Tapınak Şövalyeleri ve Jagues de Molay: Bilindiği gibi bu örgüt 1099 tarihinde Fâtımîlerin elinde olan Kudüs’ün Haçlılar tarafından işgal edilmesine müteakip kurulmuştur. Kurulduğu tarihten itibaren gerek Avignon Lateran Kilisesi içinde gerek Fransa gibi krallıklarda büyük bir söz hakkına sahip olmuş, bununla birlikte zaman zaman devleti ele geçirme teşebbüsleri olmuş, lâkin hiçbir zaman tam ve bağımsız bir devlet kurma şerefine erememişlerdir. Bunların, devleti ele geçirme bâbında son teşebbüsleri 13 Mart 1314 yılında vuku bulmuştur. Netice itibariyle Tapınak Şövalyeleri lideri Jagues de Molay ve 37 Şövalye Notre-Dame de Paris Kilisesi'nde, Fransa Kralının nezareti ve desteğinde olan Engizisyon Başyargıcı Papa tarafından yargılanır ve yakılma cezasına çarptırılır ve yakılırlar…

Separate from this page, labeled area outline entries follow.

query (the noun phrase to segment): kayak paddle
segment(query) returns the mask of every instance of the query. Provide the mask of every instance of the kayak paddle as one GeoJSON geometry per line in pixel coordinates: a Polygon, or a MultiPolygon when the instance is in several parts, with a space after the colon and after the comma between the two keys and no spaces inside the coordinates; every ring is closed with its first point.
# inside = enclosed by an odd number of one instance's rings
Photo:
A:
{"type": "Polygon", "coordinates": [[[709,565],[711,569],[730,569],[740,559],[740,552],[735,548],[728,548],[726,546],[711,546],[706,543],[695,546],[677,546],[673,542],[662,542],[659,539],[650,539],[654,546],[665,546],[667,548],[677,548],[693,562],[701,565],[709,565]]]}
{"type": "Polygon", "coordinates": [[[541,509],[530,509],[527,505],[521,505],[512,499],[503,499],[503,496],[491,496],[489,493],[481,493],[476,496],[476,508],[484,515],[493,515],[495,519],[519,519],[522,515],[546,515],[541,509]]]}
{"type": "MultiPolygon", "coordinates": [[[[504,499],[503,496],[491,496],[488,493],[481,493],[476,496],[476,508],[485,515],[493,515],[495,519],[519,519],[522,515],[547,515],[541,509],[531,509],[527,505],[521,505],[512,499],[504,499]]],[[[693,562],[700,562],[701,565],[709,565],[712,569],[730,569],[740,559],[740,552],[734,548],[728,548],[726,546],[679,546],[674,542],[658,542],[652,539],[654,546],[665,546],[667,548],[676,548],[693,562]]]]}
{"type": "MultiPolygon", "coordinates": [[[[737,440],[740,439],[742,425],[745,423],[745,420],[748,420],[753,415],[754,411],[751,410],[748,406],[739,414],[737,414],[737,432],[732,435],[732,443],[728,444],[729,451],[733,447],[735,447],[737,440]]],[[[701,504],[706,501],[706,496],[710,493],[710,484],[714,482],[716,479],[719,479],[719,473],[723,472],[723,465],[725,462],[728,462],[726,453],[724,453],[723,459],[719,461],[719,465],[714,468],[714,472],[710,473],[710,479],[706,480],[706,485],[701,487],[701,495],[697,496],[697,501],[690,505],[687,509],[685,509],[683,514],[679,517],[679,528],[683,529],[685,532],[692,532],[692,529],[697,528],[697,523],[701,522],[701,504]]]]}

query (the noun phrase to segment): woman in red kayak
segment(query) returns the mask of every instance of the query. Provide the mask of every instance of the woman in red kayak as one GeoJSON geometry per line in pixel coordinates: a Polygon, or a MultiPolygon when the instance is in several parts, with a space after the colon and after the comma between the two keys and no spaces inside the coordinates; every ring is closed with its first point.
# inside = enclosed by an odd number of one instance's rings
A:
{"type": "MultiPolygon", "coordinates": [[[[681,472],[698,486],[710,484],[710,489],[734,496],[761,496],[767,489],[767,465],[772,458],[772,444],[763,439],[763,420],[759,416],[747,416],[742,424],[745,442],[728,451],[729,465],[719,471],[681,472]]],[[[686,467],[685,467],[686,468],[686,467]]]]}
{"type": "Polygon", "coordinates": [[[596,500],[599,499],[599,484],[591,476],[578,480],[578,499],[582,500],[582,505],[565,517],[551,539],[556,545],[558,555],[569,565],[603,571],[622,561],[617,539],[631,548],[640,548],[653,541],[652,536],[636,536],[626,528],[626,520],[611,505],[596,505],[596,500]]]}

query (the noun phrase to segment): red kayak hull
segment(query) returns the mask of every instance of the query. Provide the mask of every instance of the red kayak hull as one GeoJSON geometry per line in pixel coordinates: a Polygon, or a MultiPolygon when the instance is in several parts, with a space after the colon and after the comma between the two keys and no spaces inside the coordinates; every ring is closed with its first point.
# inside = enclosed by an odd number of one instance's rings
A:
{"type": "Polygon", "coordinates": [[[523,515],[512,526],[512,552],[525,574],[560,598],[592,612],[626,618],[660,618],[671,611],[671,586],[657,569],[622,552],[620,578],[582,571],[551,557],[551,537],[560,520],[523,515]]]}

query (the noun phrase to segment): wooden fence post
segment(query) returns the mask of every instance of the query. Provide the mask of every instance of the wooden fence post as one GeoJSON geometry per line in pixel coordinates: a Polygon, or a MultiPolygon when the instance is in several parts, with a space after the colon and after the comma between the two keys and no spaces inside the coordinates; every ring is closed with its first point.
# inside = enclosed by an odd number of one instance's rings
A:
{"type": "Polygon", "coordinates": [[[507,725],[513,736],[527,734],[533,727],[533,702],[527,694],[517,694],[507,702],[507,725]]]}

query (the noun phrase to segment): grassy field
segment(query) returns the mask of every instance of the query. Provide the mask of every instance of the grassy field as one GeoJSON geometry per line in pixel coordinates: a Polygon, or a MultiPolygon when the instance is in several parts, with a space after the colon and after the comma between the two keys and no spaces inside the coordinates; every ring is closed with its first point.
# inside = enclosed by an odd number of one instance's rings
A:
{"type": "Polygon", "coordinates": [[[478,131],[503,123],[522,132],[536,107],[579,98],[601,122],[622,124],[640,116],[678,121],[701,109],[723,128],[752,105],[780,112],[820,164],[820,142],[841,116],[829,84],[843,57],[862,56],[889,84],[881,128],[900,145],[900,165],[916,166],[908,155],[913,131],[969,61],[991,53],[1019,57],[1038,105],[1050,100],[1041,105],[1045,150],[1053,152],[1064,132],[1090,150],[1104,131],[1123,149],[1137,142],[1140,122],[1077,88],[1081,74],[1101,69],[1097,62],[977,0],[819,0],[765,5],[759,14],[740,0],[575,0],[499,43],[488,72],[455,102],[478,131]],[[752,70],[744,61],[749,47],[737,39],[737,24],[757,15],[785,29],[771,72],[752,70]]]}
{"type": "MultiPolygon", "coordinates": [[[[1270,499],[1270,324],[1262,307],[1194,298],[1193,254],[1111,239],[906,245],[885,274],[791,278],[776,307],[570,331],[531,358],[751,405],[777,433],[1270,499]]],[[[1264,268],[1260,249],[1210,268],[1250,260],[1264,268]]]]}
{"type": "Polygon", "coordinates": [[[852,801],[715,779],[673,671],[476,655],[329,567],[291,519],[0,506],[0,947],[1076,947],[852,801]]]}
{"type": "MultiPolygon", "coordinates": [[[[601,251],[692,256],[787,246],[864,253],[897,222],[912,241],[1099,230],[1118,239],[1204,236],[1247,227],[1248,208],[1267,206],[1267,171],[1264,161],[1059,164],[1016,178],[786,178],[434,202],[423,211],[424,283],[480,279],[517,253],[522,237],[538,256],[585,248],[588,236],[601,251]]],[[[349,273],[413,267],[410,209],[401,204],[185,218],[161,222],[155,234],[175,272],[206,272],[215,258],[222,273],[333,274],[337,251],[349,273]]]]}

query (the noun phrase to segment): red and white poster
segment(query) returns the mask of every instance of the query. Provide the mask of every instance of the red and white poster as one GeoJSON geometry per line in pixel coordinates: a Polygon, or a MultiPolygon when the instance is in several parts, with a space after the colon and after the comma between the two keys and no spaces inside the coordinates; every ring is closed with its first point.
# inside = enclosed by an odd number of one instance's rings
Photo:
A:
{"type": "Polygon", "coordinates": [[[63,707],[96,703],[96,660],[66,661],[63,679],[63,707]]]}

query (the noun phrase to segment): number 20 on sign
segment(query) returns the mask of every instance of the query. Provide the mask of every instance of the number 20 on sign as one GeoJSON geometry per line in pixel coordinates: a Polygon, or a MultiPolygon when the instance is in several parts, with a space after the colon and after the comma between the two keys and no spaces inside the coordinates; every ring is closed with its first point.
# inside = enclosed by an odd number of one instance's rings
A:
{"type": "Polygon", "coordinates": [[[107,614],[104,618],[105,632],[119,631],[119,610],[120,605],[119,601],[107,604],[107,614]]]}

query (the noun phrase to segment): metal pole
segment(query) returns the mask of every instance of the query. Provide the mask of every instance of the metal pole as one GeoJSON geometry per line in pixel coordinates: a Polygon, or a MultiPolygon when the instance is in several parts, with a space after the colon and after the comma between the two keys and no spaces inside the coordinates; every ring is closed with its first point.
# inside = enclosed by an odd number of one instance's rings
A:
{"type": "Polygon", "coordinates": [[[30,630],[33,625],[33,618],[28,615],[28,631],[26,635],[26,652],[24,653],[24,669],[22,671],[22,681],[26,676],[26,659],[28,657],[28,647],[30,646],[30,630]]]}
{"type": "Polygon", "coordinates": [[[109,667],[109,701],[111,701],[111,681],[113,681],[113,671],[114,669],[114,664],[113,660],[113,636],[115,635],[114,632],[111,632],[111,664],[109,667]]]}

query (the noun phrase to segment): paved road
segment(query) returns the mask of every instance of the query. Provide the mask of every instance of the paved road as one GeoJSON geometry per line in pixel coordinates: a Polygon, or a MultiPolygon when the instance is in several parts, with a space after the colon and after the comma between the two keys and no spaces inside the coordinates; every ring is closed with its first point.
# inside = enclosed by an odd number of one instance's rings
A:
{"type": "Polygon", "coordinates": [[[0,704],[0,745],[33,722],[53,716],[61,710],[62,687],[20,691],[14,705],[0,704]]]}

Tabii ki bu tür örgütler hem tarihte hem de bugün için bunlarla sınırlı değildir, olmayacaktır ve yeni oluşumlar da olacaktır elbet.

Selçuklu ve Osmanlı tarihi vetirelerinden hareketle genel tavsif içerisinde ifade edecek olursak; Büyük Selçuklu Devleti içerisinde örgütlenen Haşhaşiler, Devleti yıkıp, bağımsız bir devlet kuramamışlar, lâkin devlet adamlarına ve âlimlere düzenledikleri suikastler neticesinde devlet bir hayli yıpranmış, iç kargaşaya ve daha sonra devletin yıkılmasına zemin hazırlanmıştır.

Moğollar ile Anadolu Selçuklu Devleti arasında 1245 yılında cereyan eden Kösedağ Savaşı neticesinde Konya, esareti kabul etmiş, Moğol hâkimiyetini tanımak zorunda kalmıştır. Burada mevzumuza binâen de önemli bir husus olarak kısaca, Baba İlyas ve Baba İshak isyanlarından bahsetmek gerekir ki 1238 yılını müteakip Selçuklu ordusu bu ayaklanmalarda çok sayıda asker kaybetmiş, devlet bir hayli yıpranmıştır. Yani, bir “iç savaş” neticesinde yıpranan bir devlet başka bir devletin egemenliği altında girebilir, dikkat!..

Osmanlı devletinde ise Şeyh Bedreddin, Torlak Kemal, Celali ve Şah Kulu vb. isyanlar, bir başka ifadeyle iç savaş da denilebilecek hadiseler cereyan etmiş, fakat neticede bunların tamamı bastırılmış, devlet selâmete ermiştir. Bu misalden, her isyan veya iç savaş neticesinde bir devletin yıkılması her daim olmaz, neticesi çıkar. Ancak, Vahhabi ayaklanması, Mısır’da başkaldırı, ardından Balkanların ayaklandırılması, Şerif Hüseyin benzeri isyanlar neticesinde Osmanlı Devleti’nin parça parça doğrandığı, neticede öz vatanın işgal edildiği ve daha sonra da tarihe gömüldüğü nazar-ı itibara alındığında, iç savaş veya ayaklanmaların akabinde, dış müdahale veya destekle devletlerin yıkılmasının mevzubahis olabileceği unutulmamalıdır.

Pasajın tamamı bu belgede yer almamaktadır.